Network interfaces arbitrarily rename themselves

I figure the best way to start this is with a little background. Firstly, I think the most important thing would be hardware.
I'm running a Gigabyte P45 based motherboard (EP45-UD3P) which has two Realtek PCIe NICs onboard (RTL8111/8168B) as well as an Intel Pro/1000PT (desktop edition, e1000e) in the first PCIe x1 slot. Other hardware include a Q6600, 2x2GB of generic DDR2, GeForce 8400GS, LG DVD writer (can't remember the model number off of the top of my head) and a Seagate 7200.11 1TB drive.
Now, the problem I have been having is that that network interfaces do not have the same name after the computer restarts. Generally, one of the Realtek (should be names eth1 and eth2) NICs will switch names with the Intel Pro/1000PT (eth0) on boot.
So, that's annoying, but not generally a large issue. I'm using net-rename (which I believe uses ifrename), and I setup the interfaces the way they should be in iftab.

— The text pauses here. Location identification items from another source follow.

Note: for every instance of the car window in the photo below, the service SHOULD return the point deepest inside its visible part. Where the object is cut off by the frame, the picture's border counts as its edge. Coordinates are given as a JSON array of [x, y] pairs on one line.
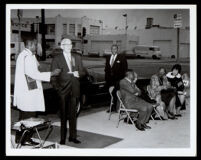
[[12, 45]]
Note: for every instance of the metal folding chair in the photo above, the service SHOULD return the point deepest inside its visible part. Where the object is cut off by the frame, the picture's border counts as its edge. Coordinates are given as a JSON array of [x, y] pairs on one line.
[[111, 101], [155, 112], [45, 125], [123, 112]]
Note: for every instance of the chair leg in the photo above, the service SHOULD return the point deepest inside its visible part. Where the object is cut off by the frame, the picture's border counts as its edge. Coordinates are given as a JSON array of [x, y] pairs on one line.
[[119, 117], [110, 113], [157, 113]]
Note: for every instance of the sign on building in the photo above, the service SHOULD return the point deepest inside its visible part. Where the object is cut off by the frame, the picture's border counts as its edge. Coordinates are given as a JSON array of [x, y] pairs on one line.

This requires me to take down the interfaces with ifconfic ("sudo ifconfig ethX down"), then running net-rename and then bringing the interfaces up.
Now an issue that just cropped up (and what caused me to post here) is that when I brought eth2 down (which is what the Intel NIC had decided to call itself this time) it seemed to arbitrarily change its name to eth3. Dmesg doesn't show anything about the interface going down, but does show a new interface called eth3 that looks identical to when the interface originally started up.

And now, after some fighting with it, it seems that networking is working properly, including doing the renaming of the interfaces, but I'm still suspicious of whether or not it will continue working properly later.

On another, possibly related note (because it could be indicative of a hardware issue, which I'm starting to suspect) is that sometimes on boot, kinit hangs when it starts mounting my roof FS (formatted XFS) readonly. And after I started having issues with the network and I rebooted, booting the CPUs failed (it tried all four cores) before (I assume) a kernel oops and a reboot. This happened three reboots in a row before things settled down.
The reason I rebooted in the first place was because my networking seemed to be operating very slowly. For example, logging in from my local network via SSH timed out quite a few times before I was able to reboot the system. It just seemed like eth0 (the Intel NIC) was being flakey.

Any suggestions/insight/tips are greatly appreciated, and thanks are given in advance. Thanks.